According to the National Council of Justice (CNJ) (the public institution responsible for the control and administrative and procedural transparency of the Brazilian Judiciary), “the use of videoconferencing tools to assist citizens during the pandemic of the new coronavirus (Covid-19) brought positive results in the productivity of the Judiciary. And the emergency situation also led to a paradigm shift. (Original text: “o uso de ferramentas de videoconferência para atender os cidadãos durante a pandemia do novo coronavírus (Covid-19) trouxe resultados positivos na produtividade do Poder Judiciário. E a situação de emergência levou ainda a uma quebra de paradigma.”).” Likewise, civil servants and employees who work in the courts have performed their activities at home, through various technological applications that were already in use, without reducing the quality of jurisdictional and administrative activities. “These recent times have cooperated to make us realize that the technological advances already offered us much more than we imagined. The fact is that tradition made us resist taking advantage of all this potential.
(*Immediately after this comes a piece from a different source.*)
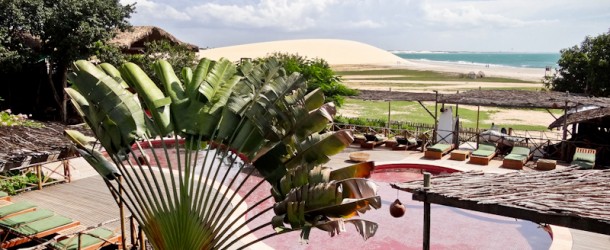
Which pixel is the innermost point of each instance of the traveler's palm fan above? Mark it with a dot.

During the pandemic, fortunately, tradition gave way to the unfathomable jurisdiction and we were forced to adapt to the new reality (original text: “Os tempos recentes cooperaram para percebermos que os avanços tecnológicos já nos ofereciam bem mais do que imaginávamos. O fato é que a tradição nos fazia resistir ao aproveitamento de todo esse potencial. Durante a pandemia, felizmente a tradição cedeu à inafastabilidade da jurisdição e fomos obrigados a nos adaptar à nova realidade”),” explained Minister Luiz Fux, president of the CNJ, during the 318th Ordinary Session of the Council.
The investment in technology, specifically in digitization of proceedings and artificial intelligence, has been paramount in order to streamline the judicial process and transform physical proceedings into a digital format, making the electronic system more efficient and also accessible to the visually and hearing impaired.
In some courts, online trials have been going on for some time and have intensified in this pandemic period. Law No. 11,900 / 2009, from January 8, 2009, which amended the Code of Criminal Procedure, for example, allows for the interrogation of an incarcerated defendant by videoconference and also witness testimonies. The Code of Civil Procedure, section II, also provides for virtual hearings. In April of this year, Federal Law 13,944 / 2020 was enacted, which establishes the mandatory appearance of the parties in the virtual settlement hearings, under penalty of extinguishment or default. The technologies used for hearings and judgments are optional for each court, but the CNJ implemented the Emergency Video Conferencing Platform for procedural acts to provide yet another option to the Brazilian courts and judges. As of October 2020, more than 685,000 videoconferences have been held.
Technological innovations are ongoing in the Brazilian Judiciary. On October 6, 2020, the recently sworn in president of the National Council of Justice and the Federal Supreme Court approved the implementation of the “100% Digital Justice” (Resolution No. 345) to run procedural acts exclusively electronically and remotely. However, it is optional and will be exercised by the plaintiff upon filing the action, and the defendant may oppose this option until the moment the answer is due.